Türkiye hakkında içte ve dışta, Basın Özgürlüğünden, demokrasiye, insan haklarından, yargıya, iç politikamızdan, dış politikamıza kadar görüş serdedip her konuya burunlarını sokan, manipülasyon yapmaya çalışan sözde demokrasi havarisi dış ve iç odakların bu kadar hırçınlaşması ne kadar doğru yolda olduğumuzu göstermesi açısından gayet manidardır.

            Zira taklitçilik hastalığı tarifine uymayan bir Türkiye hasımlarımızı çıldırtıyor.

            Tüm dünyada olup bitenler, Ülkemizde yaşananlar, (pkk,fetö,15 Temmuz,Suriye meselesi,Libya,Akdeniz deki varlığımızı idame ettirme çabalarımız, Kıbrıs Meselesi,Göçmen Sorunu ve son olarak ta dünyanın başına bela olan ve gelip bizi de bulan Covit 19 Virüsü…

            İşte tüm bu olanlar karşısında Ülkemizin ortaya koyduğu kararlı duruş ve istikrarlı siyaset ve strateji Ülkemiz insanını da aklıselim ile hareket etmeye sevk etmiş, yabancılaşmaya ve yozlaşmaya karşı gösterdiği karşı duruşun semeresini toplamaya başlamıştır.

            Kendi kültür normlarına ve ahlaki değerlerine sahip çıkacak iradeyi ve her yeni tanıştığı hastalıklar karşısında gösterdiği mukavemet ile ortaya koymaktadır.

            Milli Politika, Milli Sanat, Milli Tefekkür teşekkül etmiş, aynı gaye etrafında kenetlenilmiştir.
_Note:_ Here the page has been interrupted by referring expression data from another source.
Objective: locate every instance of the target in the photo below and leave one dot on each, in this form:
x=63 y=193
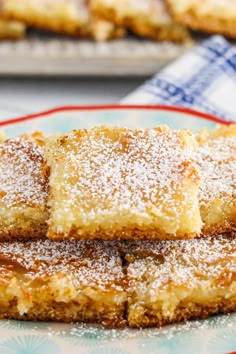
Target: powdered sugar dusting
x=21 y=177
x=127 y=172
x=217 y=162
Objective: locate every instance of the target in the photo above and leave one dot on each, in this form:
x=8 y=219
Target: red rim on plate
x=187 y=111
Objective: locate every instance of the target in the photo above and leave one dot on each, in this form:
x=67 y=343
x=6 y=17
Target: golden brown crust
x=217 y=163
x=71 y=281
x=210 y=16
x=70 y=17
x=23 y=189
x=182 y=314
x=176 y=281
x=123 y=183
x=11 y=29
x=150 y=19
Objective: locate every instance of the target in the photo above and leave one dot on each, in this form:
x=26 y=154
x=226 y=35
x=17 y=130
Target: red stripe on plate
x=187 y=111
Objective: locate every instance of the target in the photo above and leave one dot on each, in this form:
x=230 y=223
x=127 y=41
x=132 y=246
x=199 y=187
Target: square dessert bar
x=71 y=17
x=217 y=163
x=175 y=281
x=148 y=18
x=214 y=16
x=111 y=183
x=23 y=189
x=62 y=281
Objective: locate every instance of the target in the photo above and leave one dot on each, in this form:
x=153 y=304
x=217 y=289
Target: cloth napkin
x=204 y=79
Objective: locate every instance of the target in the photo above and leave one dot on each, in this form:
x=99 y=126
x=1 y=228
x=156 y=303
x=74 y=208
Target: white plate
x=213 y=336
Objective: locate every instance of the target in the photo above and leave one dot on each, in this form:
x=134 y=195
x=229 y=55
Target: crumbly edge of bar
x=181 y=314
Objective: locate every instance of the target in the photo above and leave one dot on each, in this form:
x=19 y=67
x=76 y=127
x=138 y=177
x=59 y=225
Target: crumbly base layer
x=126 y=234
x=144 y=316
x=110 y=316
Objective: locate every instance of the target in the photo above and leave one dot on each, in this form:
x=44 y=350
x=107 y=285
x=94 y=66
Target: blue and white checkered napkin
x=204 y=79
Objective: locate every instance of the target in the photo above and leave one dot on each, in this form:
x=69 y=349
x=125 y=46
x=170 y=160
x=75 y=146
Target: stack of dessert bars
x=117 y=226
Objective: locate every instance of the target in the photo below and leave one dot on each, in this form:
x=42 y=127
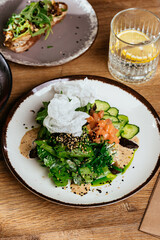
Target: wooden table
x=25 y=216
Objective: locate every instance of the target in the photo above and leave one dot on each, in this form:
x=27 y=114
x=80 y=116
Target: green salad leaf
x=34 y=19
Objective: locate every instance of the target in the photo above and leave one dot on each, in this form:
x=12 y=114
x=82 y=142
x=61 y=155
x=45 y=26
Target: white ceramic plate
x=34 y=177
x=71 y=37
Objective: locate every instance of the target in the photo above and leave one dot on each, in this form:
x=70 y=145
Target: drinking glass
x=134 y=45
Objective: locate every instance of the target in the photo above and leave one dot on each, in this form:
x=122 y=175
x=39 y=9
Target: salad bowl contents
x=25 y=29
x=82 y=142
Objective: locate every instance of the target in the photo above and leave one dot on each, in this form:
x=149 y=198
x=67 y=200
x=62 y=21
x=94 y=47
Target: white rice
x=62 y=117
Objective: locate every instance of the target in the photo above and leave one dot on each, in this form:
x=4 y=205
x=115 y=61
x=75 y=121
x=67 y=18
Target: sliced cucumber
x=129 y=131
x=112 y=118
x=113 y=111
x=123 y=118
x=102 y=105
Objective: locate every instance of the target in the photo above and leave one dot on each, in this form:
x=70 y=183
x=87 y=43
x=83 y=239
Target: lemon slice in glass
x=142 y=53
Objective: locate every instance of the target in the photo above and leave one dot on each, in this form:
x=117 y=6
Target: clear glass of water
x=134 y=45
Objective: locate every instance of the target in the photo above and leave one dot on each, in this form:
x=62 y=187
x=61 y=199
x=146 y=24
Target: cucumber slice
x=112 y=118
x=119 y=125
x=123 y=118
x=129 y=131
x=113 y=111
x=102 y=105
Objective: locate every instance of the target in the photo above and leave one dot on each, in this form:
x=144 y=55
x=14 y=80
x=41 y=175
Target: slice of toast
x=24 y=42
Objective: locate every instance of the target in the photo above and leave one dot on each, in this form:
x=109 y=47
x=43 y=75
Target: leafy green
x=86 y=108
x=35 y=19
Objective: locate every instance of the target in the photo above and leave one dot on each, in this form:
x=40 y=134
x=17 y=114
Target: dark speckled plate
x=71 y=37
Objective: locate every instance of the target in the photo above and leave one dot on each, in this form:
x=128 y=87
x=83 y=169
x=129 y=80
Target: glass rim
x=135 y=44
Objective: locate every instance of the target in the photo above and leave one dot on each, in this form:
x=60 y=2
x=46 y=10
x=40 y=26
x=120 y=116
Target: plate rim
x=52 y=64
x=74 y=78
x=10 y=82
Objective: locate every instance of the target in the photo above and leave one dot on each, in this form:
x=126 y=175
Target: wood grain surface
x=23 y=215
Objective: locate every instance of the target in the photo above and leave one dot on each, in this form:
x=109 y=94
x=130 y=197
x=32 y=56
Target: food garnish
x=104 y=147
x=24 y=29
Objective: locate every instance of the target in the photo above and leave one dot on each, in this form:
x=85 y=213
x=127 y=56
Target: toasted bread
x=25 y=41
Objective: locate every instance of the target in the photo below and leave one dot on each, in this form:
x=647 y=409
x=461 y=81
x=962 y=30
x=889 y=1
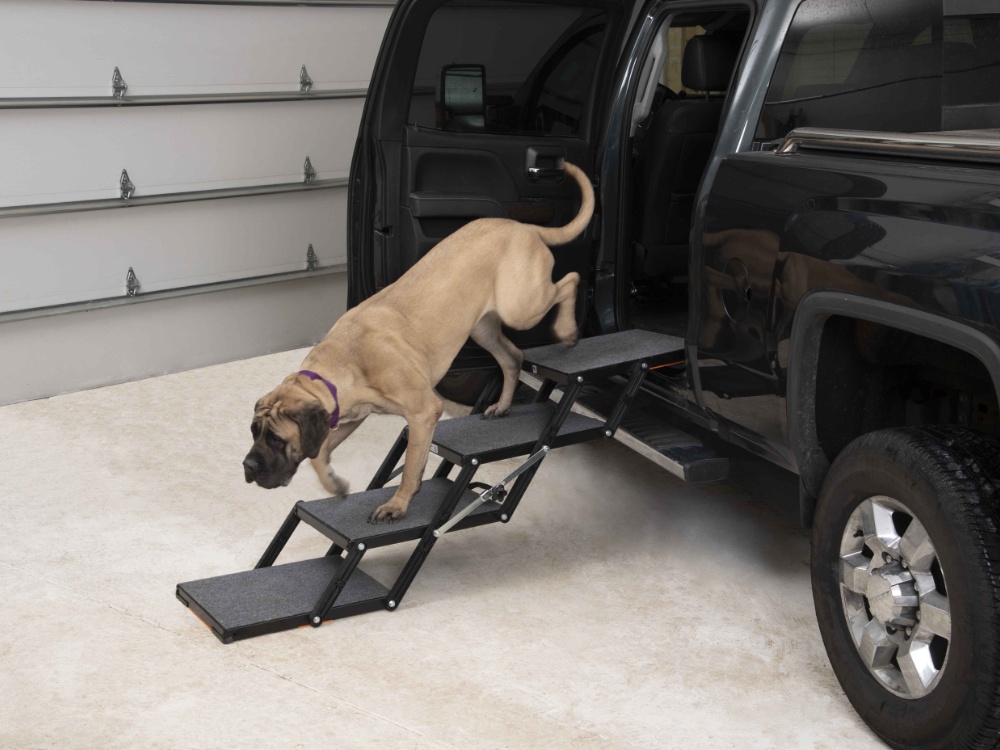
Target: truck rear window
x=910 y=66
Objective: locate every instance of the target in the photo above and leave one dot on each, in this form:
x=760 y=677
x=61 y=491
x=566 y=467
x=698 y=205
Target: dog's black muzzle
x=255 y=469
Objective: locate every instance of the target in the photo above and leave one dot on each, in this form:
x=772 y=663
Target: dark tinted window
x=539 y=63
x=894 y=65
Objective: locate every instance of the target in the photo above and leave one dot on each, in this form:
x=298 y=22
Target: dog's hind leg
x=421 y=417
x=489 y=335
x=321 y=464
x=565 y=326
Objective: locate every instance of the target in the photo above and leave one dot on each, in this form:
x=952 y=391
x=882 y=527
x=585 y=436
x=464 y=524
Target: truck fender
x=803 y=361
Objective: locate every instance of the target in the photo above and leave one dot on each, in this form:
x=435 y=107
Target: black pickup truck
x=806 y=191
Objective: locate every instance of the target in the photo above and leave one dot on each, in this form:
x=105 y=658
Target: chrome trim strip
x=100 y=204
x=219 y=286
x=970 y=145
x=155 y=100
x=292 y=3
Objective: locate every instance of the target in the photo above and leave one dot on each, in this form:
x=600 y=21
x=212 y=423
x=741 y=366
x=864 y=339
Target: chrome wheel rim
x=895 y=597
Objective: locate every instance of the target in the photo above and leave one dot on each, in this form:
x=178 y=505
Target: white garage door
x=224 y=103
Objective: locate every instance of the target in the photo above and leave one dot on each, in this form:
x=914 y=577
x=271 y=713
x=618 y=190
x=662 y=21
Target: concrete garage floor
x=620 y=607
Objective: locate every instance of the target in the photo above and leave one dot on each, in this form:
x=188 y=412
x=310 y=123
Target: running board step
x=466 y=438
x=345 y=521
x=647 y=429
x=268 y=600
x=603 y=356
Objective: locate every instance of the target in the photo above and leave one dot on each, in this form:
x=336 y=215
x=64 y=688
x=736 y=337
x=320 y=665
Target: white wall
x=53 y=53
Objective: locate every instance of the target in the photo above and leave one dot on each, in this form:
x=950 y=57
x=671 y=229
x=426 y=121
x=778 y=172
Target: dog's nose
x=250 y=468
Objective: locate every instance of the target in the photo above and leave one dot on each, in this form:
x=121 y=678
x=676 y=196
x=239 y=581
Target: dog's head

Bu böyle devam ettikçe Garbın entrikaları ve içerdeki yerli işbirlikçileri anında tersyüz edilecektir.

            Taklit Hastalığının ortaya çıkardığı, uyuşukluğun, pısırıklığın, özgüven eksikliğinin faturasını kendi değerlerine kesmekten kurtulan bir Ülkeyiz artık.

            Öz kazancımız ve Öz Kaynaklarımızla birlikte ruhumuza da haciz koymaya çalışanlar artık oyunun bozulduğunun gayet farkındalar.

            Bizi tüm değerlerimizden koparma ihalesini üslenen seçkinler bu milletin sırtından artık, ihale kapma, yönlendirme ve yönetme devrinin kapandığın gördükçe iyice çıldırıyorlar.

Onlar çıldırdıkça biz daha iyiye, daha doğruya, daha güzele akl-ı selimle ulaşmaya büyük bir azim, inanç ve kararlılıkla devam edeceğiz.